The ceiling fan spun lazily overhead, barely stirring the humid air of our hotel room. Beyond the sliding glass doors, palm fronds silhouetted against a sky that refused to darken properly — tropical twilight stretching on and on, like our marriage.

"Are you coming?" Daniel called from the balcony. He'd been swimming in the hotel pool for hours, as if he could wash off the past seven years with enough chlorine.

"In a minute," I lied.

I turned my attention back to the goldfish bowl on the nightstand. The concierge had brought it up as some sort of welcome amenity — a single orange fish suspended in its own private ocean, perpetually swimming in circles without getting anywhere. I'd started talking to it on the third day of what was supposed to be our second honeymoon trip to save us.

"He's going to die, you know," I said, not moving from the bed. "They always do."

Daniel stepped inside, dripping water onto the tile floor. "It's a fish, Sarah. That's what fish do."

"No, I mean us. This." I gestured vaguely at the room, at his wet trunks, at everything we'd become. "We're just swimming in circles."

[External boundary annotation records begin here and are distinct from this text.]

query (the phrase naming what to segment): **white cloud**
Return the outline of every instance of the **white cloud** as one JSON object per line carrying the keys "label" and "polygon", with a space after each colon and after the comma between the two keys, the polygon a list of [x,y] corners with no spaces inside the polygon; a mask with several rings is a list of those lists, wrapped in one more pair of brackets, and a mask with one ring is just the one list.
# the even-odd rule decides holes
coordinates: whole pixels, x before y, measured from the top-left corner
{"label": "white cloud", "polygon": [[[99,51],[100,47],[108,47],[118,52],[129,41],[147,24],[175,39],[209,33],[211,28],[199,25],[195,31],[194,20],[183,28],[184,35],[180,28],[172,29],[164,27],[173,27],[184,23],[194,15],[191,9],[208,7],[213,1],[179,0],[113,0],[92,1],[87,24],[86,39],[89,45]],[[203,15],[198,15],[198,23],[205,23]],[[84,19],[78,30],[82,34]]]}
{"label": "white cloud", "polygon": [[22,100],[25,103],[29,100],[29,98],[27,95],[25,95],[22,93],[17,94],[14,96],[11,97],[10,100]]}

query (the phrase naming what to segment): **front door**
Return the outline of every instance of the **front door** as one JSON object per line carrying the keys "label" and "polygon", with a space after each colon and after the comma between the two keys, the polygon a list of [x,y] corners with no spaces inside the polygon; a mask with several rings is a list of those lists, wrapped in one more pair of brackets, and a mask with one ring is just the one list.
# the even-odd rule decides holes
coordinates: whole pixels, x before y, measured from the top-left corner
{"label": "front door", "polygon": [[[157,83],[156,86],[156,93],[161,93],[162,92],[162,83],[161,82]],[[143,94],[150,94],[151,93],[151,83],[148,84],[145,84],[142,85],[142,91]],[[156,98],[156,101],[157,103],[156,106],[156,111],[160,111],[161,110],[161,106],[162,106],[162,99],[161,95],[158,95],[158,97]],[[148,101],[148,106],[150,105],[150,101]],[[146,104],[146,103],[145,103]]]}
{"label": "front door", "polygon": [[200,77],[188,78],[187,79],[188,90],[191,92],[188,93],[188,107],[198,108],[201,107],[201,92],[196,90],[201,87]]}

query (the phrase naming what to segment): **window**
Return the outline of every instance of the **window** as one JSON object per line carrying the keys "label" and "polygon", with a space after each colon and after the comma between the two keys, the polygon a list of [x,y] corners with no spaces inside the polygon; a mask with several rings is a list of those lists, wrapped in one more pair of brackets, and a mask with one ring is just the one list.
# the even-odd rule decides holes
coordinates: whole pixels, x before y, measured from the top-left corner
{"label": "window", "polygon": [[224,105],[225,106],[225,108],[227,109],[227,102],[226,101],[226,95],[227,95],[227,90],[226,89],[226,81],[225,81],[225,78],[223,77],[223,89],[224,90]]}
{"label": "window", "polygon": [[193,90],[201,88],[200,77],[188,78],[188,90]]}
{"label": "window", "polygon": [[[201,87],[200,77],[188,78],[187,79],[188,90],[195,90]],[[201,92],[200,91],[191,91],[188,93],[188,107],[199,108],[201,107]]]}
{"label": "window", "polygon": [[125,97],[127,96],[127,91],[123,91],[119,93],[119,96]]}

He walked to the nightstand and dipped his palm into the bowl, scooping out the fish. It flopped desperately against his skin, gills working.

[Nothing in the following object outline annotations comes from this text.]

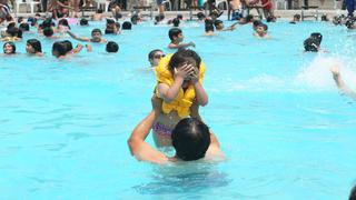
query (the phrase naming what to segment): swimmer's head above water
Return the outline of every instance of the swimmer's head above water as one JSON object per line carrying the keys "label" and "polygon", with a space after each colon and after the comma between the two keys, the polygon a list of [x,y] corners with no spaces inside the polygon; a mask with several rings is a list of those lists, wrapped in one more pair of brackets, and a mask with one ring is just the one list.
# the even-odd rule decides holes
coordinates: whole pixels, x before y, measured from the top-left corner
{"label": "swimmer's head above water", "polygon": [[171,141],[179,159],[201,159],[210,146],[209,128],[195,118],[185,118],[172,130]]}
{"label": "swimmer's head above water", "polygon": [[[191,64],[194,68],[199,69],[201,63],[201,58],[197,52],[190,49],[179,49],[170,59],[168,69],[172,74],[175,74],[175,71],[185,66],[185,64]],[[189,77],[185,79],[185,81],[189,81]]]}

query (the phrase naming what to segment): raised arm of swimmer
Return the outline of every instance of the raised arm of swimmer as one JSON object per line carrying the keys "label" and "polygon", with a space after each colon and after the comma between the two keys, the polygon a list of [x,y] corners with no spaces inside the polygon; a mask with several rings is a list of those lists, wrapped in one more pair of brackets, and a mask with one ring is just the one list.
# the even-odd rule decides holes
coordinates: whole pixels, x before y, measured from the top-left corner
{"label": "raised arm of swimmer", "polygon": [[145,141],[156,118],[157,112],[152,110],[140,123],[138,123],[128,140],[128,146],[131,154],[135,156],[137,160],[165,163],[168,161],[168,158]]}
{"label": "raised arm of swimmer", "polygon": [[344,92],[345,94],[349,96],[350,98],[355,99],[356,100],[356,92],[353,91],[352,89],[348,88],[348,86],[346,86],[342,74],[340,74],[340,71],[339,71],[339,68],[337,66],[334,66],[332,69],[330,69],[332,73],[333,73],[333,78],[335,80],[335,83],[337,86],[337,88]]}
{"label": "raised arm of swimmer", "polygon": [[208,94],[199,82],[199,69],[195,68],[194,73],[190,73],[189,77],[196,92],[197,103],[202,107],[208,104]]}

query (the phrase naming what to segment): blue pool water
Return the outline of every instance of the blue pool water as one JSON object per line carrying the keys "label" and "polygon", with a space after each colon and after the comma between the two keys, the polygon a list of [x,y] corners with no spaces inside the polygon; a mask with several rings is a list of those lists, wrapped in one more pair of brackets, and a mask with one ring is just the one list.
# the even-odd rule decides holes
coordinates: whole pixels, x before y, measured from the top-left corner
{"label": "blue pool water", "polygon": [[[72,29],[95,27],[103,30]],[[226,161],[155,166],[129,153],[155,87],[147,53],[169,52],[169,27],[146,22],[106,37],[118,54],[93,44],[67,60],[50,56],[52,41],[42,41],[44,58],[26,56],[20,42],[21,54],[0,58],[1,199],[346,199],[356,183],[356,103],[329,68],[338,63],[356,88],[356,32],[278,22],[259,40],[250,26],[212,38],[196,22],[182,29],[207,64],[210,101],[200,110]],[[314,31],[327,53],[303,52]]]}

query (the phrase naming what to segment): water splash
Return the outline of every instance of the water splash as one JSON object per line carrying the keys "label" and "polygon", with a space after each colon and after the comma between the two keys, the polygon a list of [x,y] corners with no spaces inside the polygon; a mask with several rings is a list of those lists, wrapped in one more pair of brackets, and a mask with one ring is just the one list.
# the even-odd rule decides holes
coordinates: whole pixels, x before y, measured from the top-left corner
{"label": "water splash", "polygon": [[[346,82],[356,83],[356,73],[353,64],[336,57],[316,57],[306,68],[297,74],[295,84],[318,90],[334,90],[335,82],[330,68],[338,66]],[[344,76],[345,74],[345,76]]]}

"What are you doing?" I sat up.

"Watch." He carried it to the balcony, where the pool glowed turquoise below. "Either it jumps or it dies."

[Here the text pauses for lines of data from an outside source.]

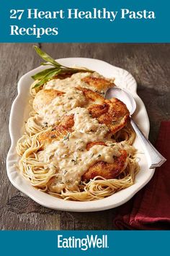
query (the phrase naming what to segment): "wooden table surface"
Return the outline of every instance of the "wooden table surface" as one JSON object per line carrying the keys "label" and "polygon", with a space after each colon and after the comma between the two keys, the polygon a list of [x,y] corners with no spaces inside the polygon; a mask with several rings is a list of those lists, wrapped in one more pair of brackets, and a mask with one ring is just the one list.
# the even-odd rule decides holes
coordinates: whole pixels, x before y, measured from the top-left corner
{"label": "wooden table surface", "polygon": [[[96,213],[50,210],[21,193],[7,178],[9,116],[17,96],[17,82],[40,63],[32,46],[0,44],[0,229],[114,229],[112,220],[119,208]],[[150,119],[150,140],[155,142],[161,121],[170,119],[170,44],[43,43],[39,46],[56,59],[94,58],[129,71],[138,82],[138,93]]]}

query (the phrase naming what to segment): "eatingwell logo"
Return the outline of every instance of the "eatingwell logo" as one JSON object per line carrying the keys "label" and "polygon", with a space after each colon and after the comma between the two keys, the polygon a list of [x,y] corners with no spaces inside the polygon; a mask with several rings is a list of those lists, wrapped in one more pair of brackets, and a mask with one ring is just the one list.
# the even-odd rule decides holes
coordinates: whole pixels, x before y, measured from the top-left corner
{"label": "eatingwell logo", "polygon": [[58,248],[79,248],[86,251],[89,248],[108,248],[107,235],[86,235],[84,238],[58,235]]}

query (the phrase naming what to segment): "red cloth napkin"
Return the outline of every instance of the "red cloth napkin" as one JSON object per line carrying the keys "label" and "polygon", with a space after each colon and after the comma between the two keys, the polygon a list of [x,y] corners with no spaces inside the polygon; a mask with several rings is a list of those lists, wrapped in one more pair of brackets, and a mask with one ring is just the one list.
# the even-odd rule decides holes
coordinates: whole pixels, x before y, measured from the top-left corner
{"label": "red cloth napkin", "polygon": [[117,208],[117,229],[170,229],[170,121],[161,122],[156,148],[166,161],[143,189]]}

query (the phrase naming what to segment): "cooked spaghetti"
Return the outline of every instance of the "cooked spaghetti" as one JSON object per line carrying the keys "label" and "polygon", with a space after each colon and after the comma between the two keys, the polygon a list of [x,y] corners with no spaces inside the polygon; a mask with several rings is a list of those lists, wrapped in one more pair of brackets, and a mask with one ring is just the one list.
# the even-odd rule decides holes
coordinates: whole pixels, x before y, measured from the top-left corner
{"label": "cooked spaghetti", "polygon": [[76,201],[133,185],[139,166],[129,111],[120,101],[103,98],[114,80],[78,72],[38,88],[35,83],[32,111],[17,145],[23,176],[41,191]]}

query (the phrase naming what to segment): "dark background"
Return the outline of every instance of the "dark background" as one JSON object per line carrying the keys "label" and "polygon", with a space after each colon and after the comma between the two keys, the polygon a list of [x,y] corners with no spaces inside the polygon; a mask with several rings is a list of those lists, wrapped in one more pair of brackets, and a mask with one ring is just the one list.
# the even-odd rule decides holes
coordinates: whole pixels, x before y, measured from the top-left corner
{"label": "dark background", "polygon": [[[149,138],[155,143],[160,122],[170,119],[170,44],[42,43],[37,44],[55,59],[102,59],[130,72],[138,82],[151,122]],[[43,208],[9,182],[6,157],[12,103],[21,76],[40,65],[31,43],[0,44],[0,229],[114,229],[119,208],[96,213],[68,213]],[[143,120],[143,121],[145,121]]]}

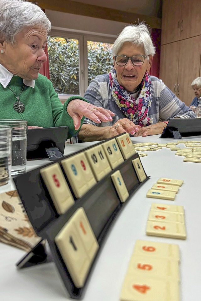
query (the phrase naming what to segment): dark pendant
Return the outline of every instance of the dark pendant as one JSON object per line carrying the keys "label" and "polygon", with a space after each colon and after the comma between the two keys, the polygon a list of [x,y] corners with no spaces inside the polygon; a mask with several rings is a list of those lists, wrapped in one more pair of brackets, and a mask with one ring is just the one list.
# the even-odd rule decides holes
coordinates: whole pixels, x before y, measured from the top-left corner
{"label": "dark pendant", "polygon": [[15,102],[13,105],[13,107],[18,113],[23,113],[25,109],[24,105],[19,100]]}

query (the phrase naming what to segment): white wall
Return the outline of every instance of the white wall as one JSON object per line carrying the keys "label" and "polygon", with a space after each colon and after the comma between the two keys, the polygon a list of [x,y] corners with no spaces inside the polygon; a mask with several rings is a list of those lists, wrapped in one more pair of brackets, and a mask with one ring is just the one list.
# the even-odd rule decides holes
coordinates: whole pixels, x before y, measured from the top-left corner
{"label": "white wall", "polygon": [[116,38],[129,23],[103,19],[61,13],[49,10],[46,13],[52,24],[52,29],[68,30],[96,35]]}

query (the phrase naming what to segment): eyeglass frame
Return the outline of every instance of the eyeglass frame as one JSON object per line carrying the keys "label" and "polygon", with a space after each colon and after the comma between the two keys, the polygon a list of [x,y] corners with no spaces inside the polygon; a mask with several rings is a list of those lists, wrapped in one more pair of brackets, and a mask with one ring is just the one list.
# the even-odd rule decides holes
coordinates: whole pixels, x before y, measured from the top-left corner
{"label": "eyeglass frame", "polygon": [[[117,57],[117,56],[124,56],[124,57],[125,57],[125,58],[127,58],[127,59],[128,59],[127,61],[127,62],[126,62],[126,64],[125,64],[125,65],[118,65],[118,64],[117,63],[117,61],[116,60],[116,58]],[[135,64],[133,63],[133,61],[132,61],[132,60],[131,59],[132,59],[134,57],[134,56],[142,56],[142,57],[143,57],[144,58],[144,61],[143,61],[143,63],[141,65],[135,65]],[[127,64],[127,63],[128,63],[128,60],[129,60],[129,59],[130,59],[131,61],[131,62],[132,62],[132,64],[133,64],[133,66],[137,66],[137,67],[138,67],[138,66],[142,66],[142,65],[143,64],[144,64],[144,61],[145,61],[145,59],[146,59],[146,58],[147,58],[147,60],[148,60],[148,59],[149,59],[149,55],[141,55],[141,54],[139,54],[139,55],[133,55],[133,56],[131,57],[130,58],[129,58],[128,56],[127,56],[126,55],[121,55],[120,54],[119,54],[118,55],[114,55],[114,58],[115,59],[115,62],[116,62],[116,64],[117,64],[118,66],[120,66],[120,67],[123,67],[123,66],[126,66],[126,64]]]}

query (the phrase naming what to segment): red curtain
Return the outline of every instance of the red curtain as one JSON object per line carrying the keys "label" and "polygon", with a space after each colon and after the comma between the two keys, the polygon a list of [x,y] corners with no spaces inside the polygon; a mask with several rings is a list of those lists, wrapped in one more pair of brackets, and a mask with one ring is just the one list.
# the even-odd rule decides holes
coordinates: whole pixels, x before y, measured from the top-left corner
{"label": "red curtain", "polygon": [[151,30],[151,35],[152,41],[156,47],[156,53],[153,58],[152,64],[149,71],[149,75],[153,75],[157,77],[159,77],[161,29],[152,28]]}
{"label": "red curtain", "polygon": [[45,49],[45,54],[47,56],[47,59],[41,68],[39,73],[43,75],[45,75],[48,79],[50,79],[50,71],[49,70],[49,62],[48,59],[48,53],[47,53],[47,45]]}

My heart hammered. This wasn't about the fish. This was every ultimatum we'd never spoken, every choice we'd avoided making, every night we'd slept back-to-back pretending not to notice the distance.

"Daniel, don't."

He lowered his hand over the railing. The goldfish thrashed, silver belly flashing in the artificial light.

Then he pulled it back, laughed softly, and returned it to the bowl. "Not tonight."

"Why?" I asked, though I wasn't sure what I was asking about anymore.

"Because," he said, drying his palm on a towel, "sometimes you keep swimming in circles because you're too afraid to see what happens if you stop."

The fish swam to the bottom of the bowl and settled there, still. Outside, the palm trees rustled in a wind that had finally picked up.

I stood up and walked to the balcony railing. "I don't want to circle anymore."

"I know," he said, and I heard the truth in it. "Me neither."

We stood there side by side, not touching, watching the pool where the water rippled with something we couldn't see, and somewhere below us, a single goldfish began to swim again.